1.1.7. Google Books et Google Scholar

Parce qu’il dépend du contenu d’Internet,Google ne couvre ni le papier ni la littérature grise.

Quoique ... Avec Google Books et surtout le partenariat de très grandes bibliothèques [19], Google indexe énormément d’ouvrages en anglais et un nombre certain en français.

Mais du fait de l’opposition des éditeurs français, le contenu en droit français est pour l’instant faible. Cela dit, ce n’est pas le cas en droit belge ni en droit européen ou international.

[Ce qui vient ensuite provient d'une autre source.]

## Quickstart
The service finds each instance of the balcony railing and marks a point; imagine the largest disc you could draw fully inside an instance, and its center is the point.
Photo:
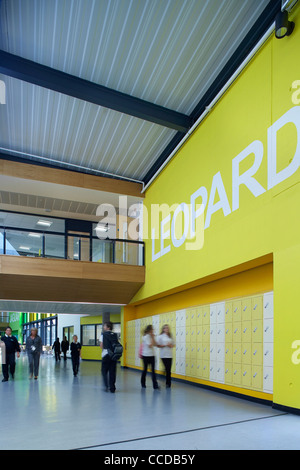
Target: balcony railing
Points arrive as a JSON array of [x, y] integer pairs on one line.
[[35, 243]]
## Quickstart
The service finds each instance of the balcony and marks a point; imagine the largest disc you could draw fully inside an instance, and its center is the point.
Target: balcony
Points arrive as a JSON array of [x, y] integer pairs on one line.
[[68, 267]]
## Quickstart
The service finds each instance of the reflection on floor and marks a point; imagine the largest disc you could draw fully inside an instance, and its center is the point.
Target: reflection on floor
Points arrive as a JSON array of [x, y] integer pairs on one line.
[[58, 411]]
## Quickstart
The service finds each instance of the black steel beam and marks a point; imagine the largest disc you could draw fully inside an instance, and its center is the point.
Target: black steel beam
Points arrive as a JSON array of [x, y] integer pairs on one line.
[[56, 80]]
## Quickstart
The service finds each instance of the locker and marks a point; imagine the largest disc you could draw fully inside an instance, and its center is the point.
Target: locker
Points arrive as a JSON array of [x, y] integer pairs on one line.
[[228, 312], [193, 335], [268, 330], [205, 316], [257, 381], [228, 373], [220, 332], [220, 312], [220, 352], [199, 316], [213, 333], [257, 331], [237, 332], [257, 307], [205, 334], [205, 351], [237, 353], [213, 352], [246, 309], [213, 371], [228, 353], [246, 353], [268, 305], [194, 317], [205, 369], [236, 311], [198, 334], [246, 375], [199, 369], [246, 331], [213, 314], [188, 317], [236, 374], [268, 379], [228, 333], [257, 354], [268, 354], [220, 372], [193, 351]]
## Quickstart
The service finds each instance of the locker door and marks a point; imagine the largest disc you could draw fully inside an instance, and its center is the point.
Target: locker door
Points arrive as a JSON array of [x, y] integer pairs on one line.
[[257, 308], [246, 375], [246, 331], [257, 381], [257, 354], [228, 312], [236, 311], [246, 307], [246, 353]]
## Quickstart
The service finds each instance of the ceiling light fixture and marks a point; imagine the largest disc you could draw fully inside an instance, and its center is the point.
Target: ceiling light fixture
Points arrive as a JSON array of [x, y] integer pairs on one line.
[[45, 223], [283, 27]]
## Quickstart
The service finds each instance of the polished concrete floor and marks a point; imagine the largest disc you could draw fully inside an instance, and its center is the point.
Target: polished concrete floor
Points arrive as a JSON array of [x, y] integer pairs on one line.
[[60, 412]]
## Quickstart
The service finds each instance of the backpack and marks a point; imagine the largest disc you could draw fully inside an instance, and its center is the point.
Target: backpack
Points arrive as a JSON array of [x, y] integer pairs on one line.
[[111, 343]]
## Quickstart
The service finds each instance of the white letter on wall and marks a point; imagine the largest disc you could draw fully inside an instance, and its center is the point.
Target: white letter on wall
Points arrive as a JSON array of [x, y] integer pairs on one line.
[[293, 115], [246, 178]]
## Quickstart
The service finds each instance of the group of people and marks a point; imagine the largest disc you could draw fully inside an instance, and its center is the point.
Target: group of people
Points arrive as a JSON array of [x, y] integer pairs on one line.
[[34, 349], [164, 342]]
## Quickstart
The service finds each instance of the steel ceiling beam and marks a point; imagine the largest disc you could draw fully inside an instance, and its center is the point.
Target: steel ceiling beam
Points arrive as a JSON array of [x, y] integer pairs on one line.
[[61, 82]]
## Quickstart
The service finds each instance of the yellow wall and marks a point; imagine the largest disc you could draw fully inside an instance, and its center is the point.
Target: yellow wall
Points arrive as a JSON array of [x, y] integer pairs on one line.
[[264, 224]]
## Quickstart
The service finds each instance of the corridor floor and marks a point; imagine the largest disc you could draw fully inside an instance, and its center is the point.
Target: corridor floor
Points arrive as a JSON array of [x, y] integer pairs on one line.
[[60, 412]]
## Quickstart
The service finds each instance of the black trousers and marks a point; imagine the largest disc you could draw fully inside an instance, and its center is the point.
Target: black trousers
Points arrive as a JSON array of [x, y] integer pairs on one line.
[[75, 364], [10, 365], [168, 364], [108, 370], [149, 360]]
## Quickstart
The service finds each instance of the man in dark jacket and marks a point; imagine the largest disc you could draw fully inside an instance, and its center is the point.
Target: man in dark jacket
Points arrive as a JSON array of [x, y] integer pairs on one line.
[[108, 366], [11, 348]]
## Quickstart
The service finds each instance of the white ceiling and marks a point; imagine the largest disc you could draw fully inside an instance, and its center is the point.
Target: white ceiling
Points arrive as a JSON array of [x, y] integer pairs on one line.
[[167, 52]]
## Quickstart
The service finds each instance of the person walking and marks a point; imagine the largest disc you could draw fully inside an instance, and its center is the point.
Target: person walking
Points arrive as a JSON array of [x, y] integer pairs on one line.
[[75, 354], [34, 349], [109, 366], [57, 351], [65, 347], [148, 356], [11, 348], [166, 343]]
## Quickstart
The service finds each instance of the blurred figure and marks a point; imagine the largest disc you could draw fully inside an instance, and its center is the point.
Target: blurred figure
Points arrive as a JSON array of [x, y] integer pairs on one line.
[[65, 347], [11, 348], [75, 354], [109, 367], [148, 356], [166, 343], [56, 347], [34, 351]]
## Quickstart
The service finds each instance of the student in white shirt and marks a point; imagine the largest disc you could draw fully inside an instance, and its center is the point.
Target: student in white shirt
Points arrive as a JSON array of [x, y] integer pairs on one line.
[[148, 356], [165, 342]]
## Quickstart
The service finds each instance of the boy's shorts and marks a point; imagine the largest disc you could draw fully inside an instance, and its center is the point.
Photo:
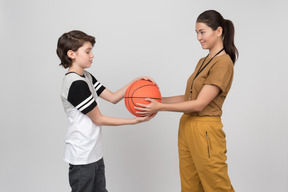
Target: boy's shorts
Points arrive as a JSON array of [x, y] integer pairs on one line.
[[88, 178]]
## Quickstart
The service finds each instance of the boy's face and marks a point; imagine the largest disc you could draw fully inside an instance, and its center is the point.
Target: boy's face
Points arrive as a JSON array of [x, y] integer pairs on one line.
[[83, 56]]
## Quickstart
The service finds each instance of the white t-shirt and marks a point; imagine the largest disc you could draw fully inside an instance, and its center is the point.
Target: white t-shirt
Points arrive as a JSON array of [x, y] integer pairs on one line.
[[79, 95]]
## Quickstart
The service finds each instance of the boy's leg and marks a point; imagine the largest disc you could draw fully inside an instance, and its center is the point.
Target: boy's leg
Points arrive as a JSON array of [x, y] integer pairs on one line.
[[81, 177], [100, 181]]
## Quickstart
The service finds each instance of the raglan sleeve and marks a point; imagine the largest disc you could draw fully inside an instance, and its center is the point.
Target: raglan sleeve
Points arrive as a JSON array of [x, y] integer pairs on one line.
[[99, 88], [221, 75], [81, 97]]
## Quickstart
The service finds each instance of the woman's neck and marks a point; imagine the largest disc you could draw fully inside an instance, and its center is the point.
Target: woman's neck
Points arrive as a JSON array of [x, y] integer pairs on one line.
[[216, 49]]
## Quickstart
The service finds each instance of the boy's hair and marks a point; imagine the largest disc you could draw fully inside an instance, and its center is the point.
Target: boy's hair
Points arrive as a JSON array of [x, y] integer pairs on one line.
[[72, 40]]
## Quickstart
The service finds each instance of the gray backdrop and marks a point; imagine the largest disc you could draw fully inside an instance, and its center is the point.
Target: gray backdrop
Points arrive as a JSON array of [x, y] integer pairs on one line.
[[155, 38]]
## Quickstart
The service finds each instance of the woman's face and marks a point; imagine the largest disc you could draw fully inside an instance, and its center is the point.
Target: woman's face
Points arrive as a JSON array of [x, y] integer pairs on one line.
[[207, 37]]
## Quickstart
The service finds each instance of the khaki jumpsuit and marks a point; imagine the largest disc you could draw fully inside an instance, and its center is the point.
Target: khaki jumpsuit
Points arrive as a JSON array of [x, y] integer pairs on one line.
[[201, 140]]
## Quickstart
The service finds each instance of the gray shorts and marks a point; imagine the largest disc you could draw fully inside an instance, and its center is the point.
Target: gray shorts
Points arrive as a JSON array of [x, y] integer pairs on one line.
[[88, 178]]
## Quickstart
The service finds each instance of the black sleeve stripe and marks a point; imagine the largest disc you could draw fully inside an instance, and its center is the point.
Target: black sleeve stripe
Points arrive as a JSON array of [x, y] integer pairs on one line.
[[99, 88], [80, 96]]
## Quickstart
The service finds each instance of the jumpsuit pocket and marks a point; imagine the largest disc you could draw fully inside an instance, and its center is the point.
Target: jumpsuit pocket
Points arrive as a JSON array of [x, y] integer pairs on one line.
[[208, 144]]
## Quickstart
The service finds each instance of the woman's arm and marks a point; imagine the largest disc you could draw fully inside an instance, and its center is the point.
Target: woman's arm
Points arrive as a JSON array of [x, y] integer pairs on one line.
[[206, 95], [173, 99], [115, 97], [99, 119]]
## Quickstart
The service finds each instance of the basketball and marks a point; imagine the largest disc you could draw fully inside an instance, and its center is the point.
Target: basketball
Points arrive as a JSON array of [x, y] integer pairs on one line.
[[138, 91]]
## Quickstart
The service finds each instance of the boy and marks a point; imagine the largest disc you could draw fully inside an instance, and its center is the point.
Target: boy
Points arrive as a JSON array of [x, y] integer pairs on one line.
[[79, 94]]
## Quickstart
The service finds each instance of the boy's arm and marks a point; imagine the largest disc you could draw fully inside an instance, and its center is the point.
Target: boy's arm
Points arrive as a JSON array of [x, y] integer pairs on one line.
[[99, 119]]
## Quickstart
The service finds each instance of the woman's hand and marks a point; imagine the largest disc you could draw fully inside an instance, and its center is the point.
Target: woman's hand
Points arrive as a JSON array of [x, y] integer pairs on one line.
[[151, 109]]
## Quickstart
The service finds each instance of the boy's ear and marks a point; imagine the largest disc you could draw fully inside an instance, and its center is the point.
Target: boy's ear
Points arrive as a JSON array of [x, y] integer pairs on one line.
[[71, 54]]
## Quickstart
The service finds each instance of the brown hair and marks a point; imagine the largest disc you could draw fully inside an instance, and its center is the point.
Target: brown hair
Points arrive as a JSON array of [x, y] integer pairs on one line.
[[72, 40], [213, 19]]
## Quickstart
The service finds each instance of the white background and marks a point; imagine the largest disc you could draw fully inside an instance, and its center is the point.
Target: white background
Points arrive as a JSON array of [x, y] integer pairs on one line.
[[155, 38]]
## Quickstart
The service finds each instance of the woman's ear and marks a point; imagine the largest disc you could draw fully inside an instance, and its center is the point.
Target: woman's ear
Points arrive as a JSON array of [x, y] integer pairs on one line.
[[219, 31], [71, 54]]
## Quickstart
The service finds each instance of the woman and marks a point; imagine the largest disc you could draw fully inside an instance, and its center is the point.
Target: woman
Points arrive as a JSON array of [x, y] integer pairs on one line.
[[201, 140]]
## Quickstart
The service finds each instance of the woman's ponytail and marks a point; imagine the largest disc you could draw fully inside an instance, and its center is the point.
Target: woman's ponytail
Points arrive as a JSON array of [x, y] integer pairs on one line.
[[228, 40]]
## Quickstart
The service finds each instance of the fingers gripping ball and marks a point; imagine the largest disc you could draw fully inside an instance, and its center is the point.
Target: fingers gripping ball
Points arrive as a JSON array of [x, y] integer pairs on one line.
[[138, 91]]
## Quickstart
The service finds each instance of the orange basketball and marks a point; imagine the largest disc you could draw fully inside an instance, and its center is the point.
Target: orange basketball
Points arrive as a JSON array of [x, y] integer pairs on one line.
[[138, 91]]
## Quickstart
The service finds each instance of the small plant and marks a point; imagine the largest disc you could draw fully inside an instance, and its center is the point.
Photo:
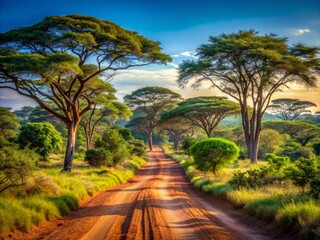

Google Scholar, de son côté, indexe les articles scientifiques (donc de nombreux articles juridiques) présents sur le Web sous forme de références bibliographiques ou, plus intéressant, en texte intégral gratuit. Cela dit, Google Scholar contient surtout des articles de droit international public, de droit public interne ou de droits de l’homme. Donc très peu d’articles en droit des affaires ou en droit privé.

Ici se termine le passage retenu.